FTO function may encompass more than body mass

By Helen Albert, Senior medwireNews Reporter

medwireNews: Three variants in the fat mass and obesity associated gene (FTO) are associated with significant predisposition to melanoma, show findings published in Nature Genetics.

Notably, all the melanoma-associated FTO single nucleotide polymorphisms (SNPs) were located in intron 8 of the gene and were not associated with body mass index (BMI), unlike all the previously discovered disease-associated FTO SNPs located in intron 1.

"This is the first time to our knowledge that any variant in FTO has been shown to have a replicable association with a trait without being associated with BMI," say lead author Mark Iles (University of Leeds, UK) and colleagues.

The team adds that the results suggest that "FTO's function may be broader than the existing paradigm that FTO variants influence multiple traits only through their associations with BMI and obesity."

The researchers carried out a genome-wide association study in people of European or Israeli ancestry, including 1373 people with melanoma and 3571 controls. Overall, 2.6 million SNPs were genotyped and tested for links with melanoma.

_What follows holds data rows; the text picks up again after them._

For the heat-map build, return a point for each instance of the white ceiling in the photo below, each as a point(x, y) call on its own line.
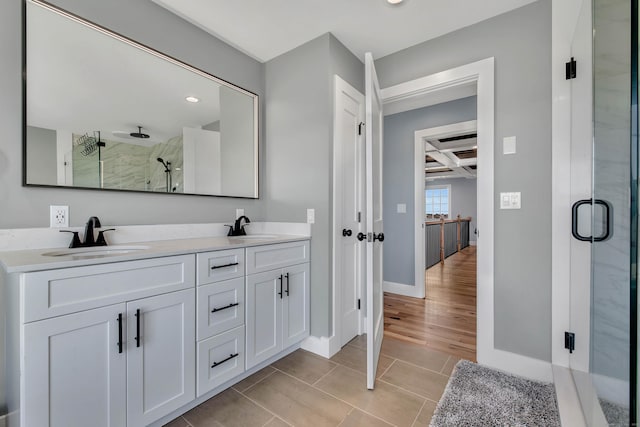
point(265, 29)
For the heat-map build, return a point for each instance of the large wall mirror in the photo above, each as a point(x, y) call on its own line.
point(103, 112)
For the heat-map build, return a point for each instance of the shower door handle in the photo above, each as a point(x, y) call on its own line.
point(607, 220)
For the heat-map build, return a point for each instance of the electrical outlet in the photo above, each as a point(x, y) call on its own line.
point(58, 216)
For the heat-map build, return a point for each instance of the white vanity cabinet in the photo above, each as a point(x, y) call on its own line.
point(277, 299)
point(220, 318)
point(108, 345)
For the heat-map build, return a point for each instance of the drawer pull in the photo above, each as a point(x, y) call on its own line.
point(225, 307)
point(224, 265)
point(231, 356)
point(119, 332)
point(137, 338)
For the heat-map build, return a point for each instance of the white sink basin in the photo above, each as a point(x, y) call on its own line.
point(255, 237)
point(97, 251)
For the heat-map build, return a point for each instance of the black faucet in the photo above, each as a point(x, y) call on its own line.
point(237, 229)
point(89, 239)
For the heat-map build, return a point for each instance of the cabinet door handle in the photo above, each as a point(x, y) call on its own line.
point(231, 356)
point(138, 328)
point(224, 265)
point(225, 307)
point(287, 290)
point(119, 332)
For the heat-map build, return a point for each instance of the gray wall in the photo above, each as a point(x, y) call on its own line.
point(298, 161)
point(520, 41)
point(149, 24)
point(42, 155)
point(398, 177)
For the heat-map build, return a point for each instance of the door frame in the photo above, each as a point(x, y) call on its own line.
point(341, 85)
point(483, 74)
point(419, 193)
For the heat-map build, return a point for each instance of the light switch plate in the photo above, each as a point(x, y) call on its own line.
point(58, 216)
point(509, 145)
point(510, 200)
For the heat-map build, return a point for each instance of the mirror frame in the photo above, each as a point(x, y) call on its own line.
point(147, 49)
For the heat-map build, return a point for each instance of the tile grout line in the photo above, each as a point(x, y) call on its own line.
point(347, 416)
point(257, 382)
point(393, 362)
point(263, 407)
point(427, 369)
point(270, 419)
point(415, 420)
point(320, 379)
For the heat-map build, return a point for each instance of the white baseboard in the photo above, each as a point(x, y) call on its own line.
point(402, 289)
point(322, 346)
point(516, 364)
point(567, 397)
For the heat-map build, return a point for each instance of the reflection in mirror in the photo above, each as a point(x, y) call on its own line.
point(107, 113)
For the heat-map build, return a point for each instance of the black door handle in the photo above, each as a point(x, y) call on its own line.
point(138, 328)
point(231, 356)
point(215, 310)
point(607, 220)
point(287, 290)
point(119, 332)
point(379, 237)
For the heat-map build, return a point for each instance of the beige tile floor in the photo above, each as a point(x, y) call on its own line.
point(304, 389)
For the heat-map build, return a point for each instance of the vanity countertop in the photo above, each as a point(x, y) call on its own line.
point(23, 261)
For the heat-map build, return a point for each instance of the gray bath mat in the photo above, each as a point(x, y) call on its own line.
point(479, 396)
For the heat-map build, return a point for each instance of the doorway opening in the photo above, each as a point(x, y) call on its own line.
point(445, 215)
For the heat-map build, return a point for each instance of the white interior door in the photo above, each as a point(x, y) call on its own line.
point(348, 205)
point(374, 225)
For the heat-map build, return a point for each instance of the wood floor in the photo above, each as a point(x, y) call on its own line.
point(446, 319)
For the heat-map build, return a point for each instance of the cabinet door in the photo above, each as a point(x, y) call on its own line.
point(264, 316)
point(74, 374)
point(295, 310)
point(161, 361)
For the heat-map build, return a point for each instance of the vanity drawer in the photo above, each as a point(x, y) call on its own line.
point(220, 265)
point(220, 359)
point(220, 307)
point(271, 257)
point(57, 292)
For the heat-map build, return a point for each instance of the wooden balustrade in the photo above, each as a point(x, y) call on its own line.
point(446, 246)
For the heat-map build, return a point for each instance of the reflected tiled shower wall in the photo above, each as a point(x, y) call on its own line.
point(130, 166)
point(610, 308)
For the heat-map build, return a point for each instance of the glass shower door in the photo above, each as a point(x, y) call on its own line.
point(612, 349)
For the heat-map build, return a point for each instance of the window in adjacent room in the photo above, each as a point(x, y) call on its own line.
point(438, 201)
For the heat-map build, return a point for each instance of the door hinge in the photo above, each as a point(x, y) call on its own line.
point(570, 341)
point(571, 69)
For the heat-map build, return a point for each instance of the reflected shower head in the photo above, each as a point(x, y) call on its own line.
point(139, 134)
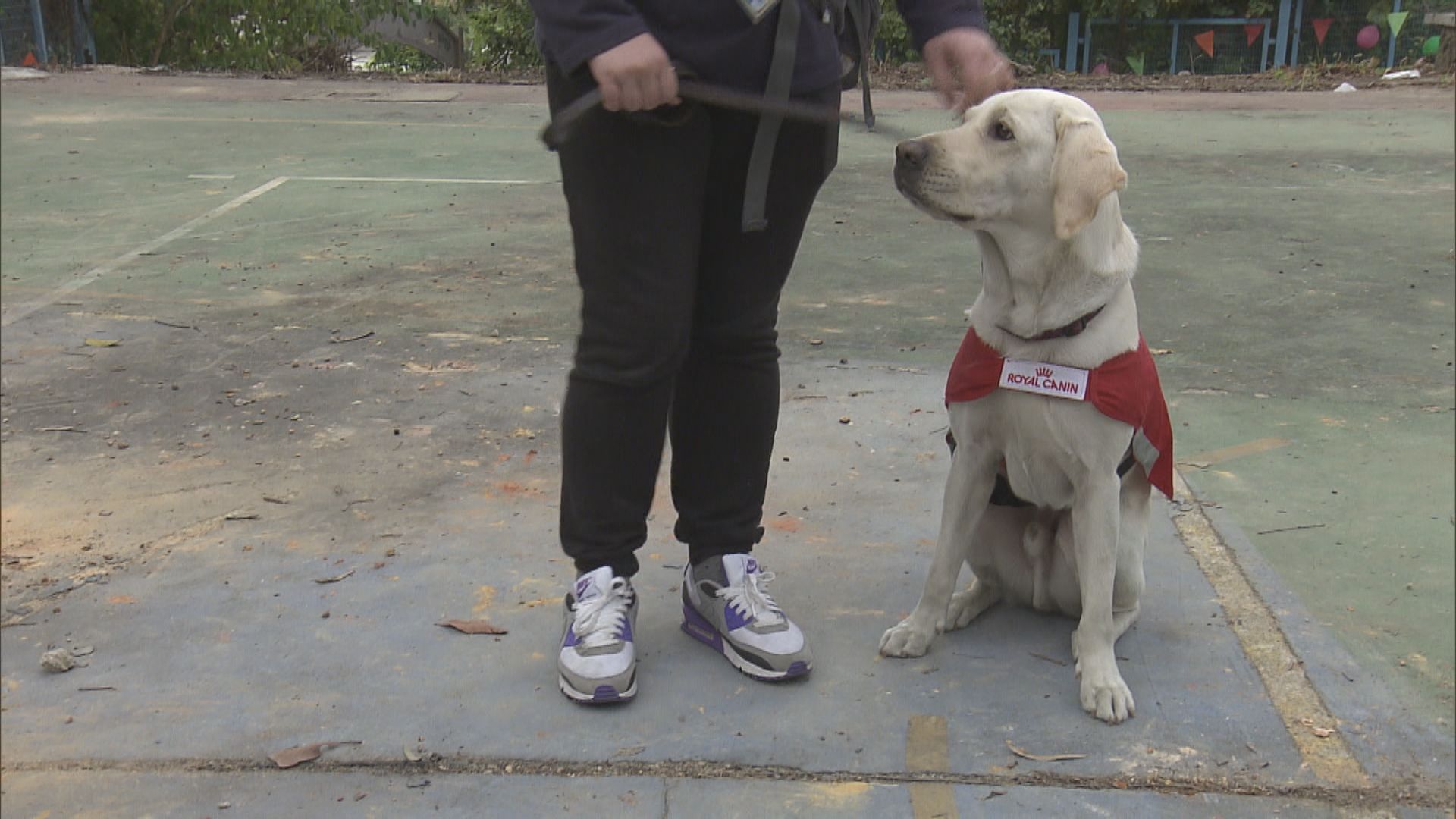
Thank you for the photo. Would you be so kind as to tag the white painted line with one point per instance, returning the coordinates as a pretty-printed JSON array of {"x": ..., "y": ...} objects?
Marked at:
[
  {"x": 150, "y": 246},
  {"x": 441, "y": 181}
]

The strongest association with melanoma in an area of the genome not previously associated with the disease was for the SNPs rs16953002 and rs12596638 located in FTO intron 8. Each copy of the A (risk) allele for each SNP carried a significant 33% and 34% increased risk for melanoma, respectively.

These associations remained significant in replication cohorts, with risk increases per A allele carried ranging from 14% to 34%.

Iles and team carried out further analysis to evaluate whether rs16953002 or rs12596638 were associated with BMI in the 37% of melanoma cases and 59% of controls for whom BMI data was available, but no relationship was observed.

"It may be that the melanoma-associated SNPs are in LD [linkage disequilibrium] with functional SNPs outside of FTO, but given the low level of LD in the region this seems unlikely," write the authors.

As well as being the first replicable disease-associated variants in FTO not linked to BMI, this is the first time that any disease-associated variants have been found in FTO located outside intron 1, which "will be of interest to researchers in the fields of both cancer genetics and obesity research," they conclude.